Este... para que era el scrip*T*?  jeje
No te puedo creer que no encontraste nada en Google.... 
Emmm.... 
http://metku.net/index.html?path=mods/arcade/index_eng
http://www.tmsoft.com/article-arcade.htm
http://www.carlosrusso.com/arcade/spanish/

Acá te paso un link que tiene DE TODO 
http://www.google.com.ar/search?cli...&q=diy+arcade+pc&meta=&btnG=Buscar+con+Google


----------



## el-rey-julien (Ago 27, 2010)

fernandoae dijo:


> Este... para que era el scrip*T*?  jeje
> No te puedo creer que no encontraste nada en Google....
> Emmm....
> http://metku.net/index.html?path=mods/arcade/index_eng
> ...



 cargaba el controlador del joystick armaba el puerto primero, el juego y no se que mas acia
como es que no busque en google ?ya,no tenia internet ,ahora es todo mas facil ,deve estar todabia en algun cd ,era muy sencillo y basico el script


----------



## MaxiSan20 (Sep 3, 2010)

La verdad que nunca habia buscado con "diy" muy bueno me facilito busquedas posteriores,
bueno en fin mas o menos lo estoy logrando por ahora no instale el WINDOWS EMBEDDED pero la idea 
esta.

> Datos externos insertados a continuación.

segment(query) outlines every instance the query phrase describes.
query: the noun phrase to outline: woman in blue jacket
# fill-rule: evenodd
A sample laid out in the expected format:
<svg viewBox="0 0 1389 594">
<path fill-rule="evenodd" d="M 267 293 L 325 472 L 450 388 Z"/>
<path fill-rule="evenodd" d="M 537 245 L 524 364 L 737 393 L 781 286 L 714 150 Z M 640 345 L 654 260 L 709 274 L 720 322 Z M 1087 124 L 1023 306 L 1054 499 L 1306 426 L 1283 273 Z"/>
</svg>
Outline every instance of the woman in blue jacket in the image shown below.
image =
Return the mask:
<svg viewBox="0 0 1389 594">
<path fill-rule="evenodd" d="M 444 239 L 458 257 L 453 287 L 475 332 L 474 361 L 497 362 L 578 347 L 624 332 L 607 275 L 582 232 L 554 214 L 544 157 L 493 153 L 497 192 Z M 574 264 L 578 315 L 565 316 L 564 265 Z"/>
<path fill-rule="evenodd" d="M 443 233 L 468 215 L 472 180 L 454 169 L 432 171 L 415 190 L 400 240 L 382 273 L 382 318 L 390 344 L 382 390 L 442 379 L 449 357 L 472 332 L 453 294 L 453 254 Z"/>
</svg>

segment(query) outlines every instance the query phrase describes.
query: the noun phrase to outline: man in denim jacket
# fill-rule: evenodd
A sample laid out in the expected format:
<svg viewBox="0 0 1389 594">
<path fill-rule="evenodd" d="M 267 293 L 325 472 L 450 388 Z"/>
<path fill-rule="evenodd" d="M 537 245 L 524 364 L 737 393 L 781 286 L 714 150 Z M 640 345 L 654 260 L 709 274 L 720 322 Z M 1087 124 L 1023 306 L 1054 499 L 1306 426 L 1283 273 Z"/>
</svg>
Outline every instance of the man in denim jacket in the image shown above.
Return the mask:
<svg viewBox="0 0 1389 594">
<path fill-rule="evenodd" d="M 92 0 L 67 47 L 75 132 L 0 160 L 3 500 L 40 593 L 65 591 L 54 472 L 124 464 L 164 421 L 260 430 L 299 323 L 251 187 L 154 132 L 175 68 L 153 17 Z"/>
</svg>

Encortre una forma con de que los emuladores inicien directamente con un juego, que es poner 
en el acseso directo del emu por ej: "C:\Archivos de programa\emusnes\zsnesw.exe" "Killer Instinct (U) (V1.0) [!].smc"y arranca con la killer solo me quedaria por ver como es que se elimina el inicio de el escritorio y listo aunque no seria mucho problema ya q se veria por segundos nada más, bueno gracias a todos por los aporte fueron de gran ayuda, cuando tenga el joystick armado pongo un par de fotos. Para armarlo me estoy basando en esta guia http://juegaenelpc.blogspot.com/2009/01/construccion-desde-0-de-un-joystick.html que esta muy buena ya hice un prototipo que esta bastante funcional la dirferencia es que uso interface lpt con ppjoy de mediador, bueno cualquier otra sugerencia la sigo agradeciendo
att. Maximiliano


----------



## lubeck (Sep 4, 2010)

Y si buscas como hacerlo mas directo... osea modifica el registro de windows... hay un lugar donde se colocan los programas residentes...

con win3.11 yo logre hacer lo que quieres, pero lo hice hace años y no recuerdo como lo hice, investiga un poco no es dificil...


----------